At this stage, the construction of China’s innovative peptide industry chain involves, on one hand, expanding external production capacity and, on the other, establishing early-stage development platforms for innovative peptide drugs.
Regarding external production capacity, specialized upstream raw material manufacturers and mid-to-downstream peptide CDMOs have gradually emerged. “In fact, Chinese companies are highly competitive in upstream GLP-1 sectors such as resins and protected amino acids, holding a significant share of the global market,” said Wan Wei, Assistant to the Chairman and Vice General Manager of Taihe Weiye.

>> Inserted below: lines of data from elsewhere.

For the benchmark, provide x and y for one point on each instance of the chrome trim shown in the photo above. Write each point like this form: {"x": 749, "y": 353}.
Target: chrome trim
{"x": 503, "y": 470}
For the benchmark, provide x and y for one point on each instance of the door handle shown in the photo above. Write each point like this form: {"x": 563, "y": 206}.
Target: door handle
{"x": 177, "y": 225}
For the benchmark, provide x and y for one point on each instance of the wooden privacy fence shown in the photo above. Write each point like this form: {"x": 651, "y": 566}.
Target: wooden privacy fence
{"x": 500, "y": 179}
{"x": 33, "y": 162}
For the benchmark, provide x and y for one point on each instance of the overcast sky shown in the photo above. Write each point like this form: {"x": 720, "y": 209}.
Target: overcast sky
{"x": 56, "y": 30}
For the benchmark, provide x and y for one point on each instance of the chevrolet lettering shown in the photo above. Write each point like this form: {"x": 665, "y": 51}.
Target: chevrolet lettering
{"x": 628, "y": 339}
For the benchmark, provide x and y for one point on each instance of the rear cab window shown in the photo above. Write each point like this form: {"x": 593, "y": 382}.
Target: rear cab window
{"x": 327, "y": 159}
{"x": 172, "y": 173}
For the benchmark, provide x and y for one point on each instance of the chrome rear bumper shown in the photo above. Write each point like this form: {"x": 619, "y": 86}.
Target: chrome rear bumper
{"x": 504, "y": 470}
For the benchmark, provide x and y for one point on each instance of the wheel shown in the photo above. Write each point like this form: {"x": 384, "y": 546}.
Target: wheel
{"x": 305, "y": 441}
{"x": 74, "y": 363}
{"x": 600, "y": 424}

However, overall, peptide pharmaceutical companies and peptide CDMOs still face significant pain points in expanding production capacity at this stage. On one hand, demand for GLP-1 and next-generation GLP-1 products is expected to surge rapidly in the coming years, but building peptide drug manufacturing capacity involves a very long lead time. With a wide variety of end-product categories, it is difficult to scale up production in the short term. On the other hand, manufacturing processes for various peptide formulations remain immature at present, with numerous steps yet to be explored and validated. Furthermore, while some companies are attempting to use synthetic biology approaches to improve peptide production efficiency, the preparation of GLP-1 involves modifications that may introduce impurities, making separation and purification particularly challenging. As such, the synthetic biology route is still under exploration.

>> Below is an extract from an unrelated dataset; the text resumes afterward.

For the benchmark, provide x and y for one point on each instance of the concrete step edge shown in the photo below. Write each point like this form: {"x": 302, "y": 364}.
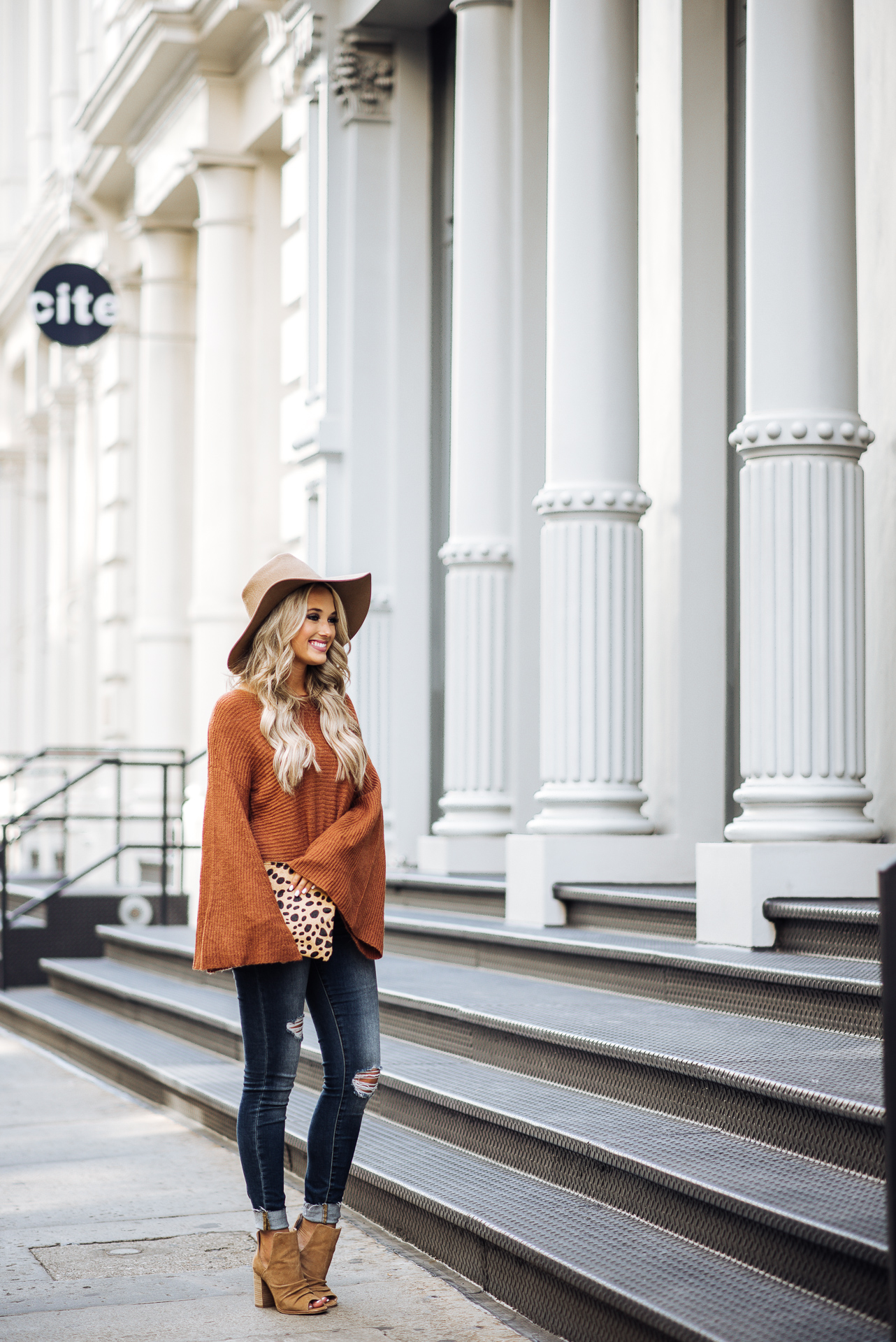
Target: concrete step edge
{"x": 846, "y": 1322}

In the realm of early-stage development platforms, some companies are attempting to build long-chain molecule libraries to empower innovation in peptide drug development. Leveraging synthetic biology, certain enterprises have improved upon natural enzyme technologies to construct peptide molecule libraries that meet market demands. “Due to molecular weight constraints, it is challenging to create physical libraries of long-chain molecules. However, empowering the drug discovery field through underlying technology development enables screening of long-chain drug molecules or active targets. Work based on these foundational technologies can drive many downstream drug discovery efforts and facilitate more effective drug molecule discovery,” stated an industry practitioner.

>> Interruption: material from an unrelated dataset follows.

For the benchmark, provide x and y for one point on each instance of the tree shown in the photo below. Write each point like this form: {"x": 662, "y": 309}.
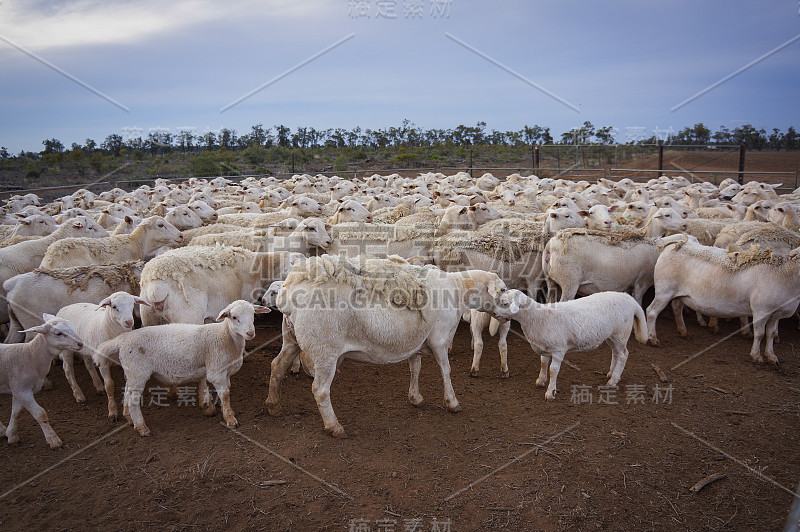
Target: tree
{"x": 53, "y": 146}
{"x": 112, "y": 144}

Furthermore, some companies are attempting to use AI to construct peptide molecular libraries, employing combinatorial library approaches to enhance library diversity and address challenges in peptide discovery. “There are numerous potential targets for peptide drugs, and AI can accelerate the screening process. However, it is essential to focus on relatively well-validated targets to improve both efficiency and quality,” pointed out Ye Xiangsheng, CSO of Dongtai Pharma.
Indeed, the surge in popularity of GLP-1 has propelled peptide drugs onto the fast track of innovation, allowing “shovel sellers” to profit from the GLP-1 boom. However, the other side of the coin is that this very trend underscores the long road still ahead for peptide therapeutics worldwide.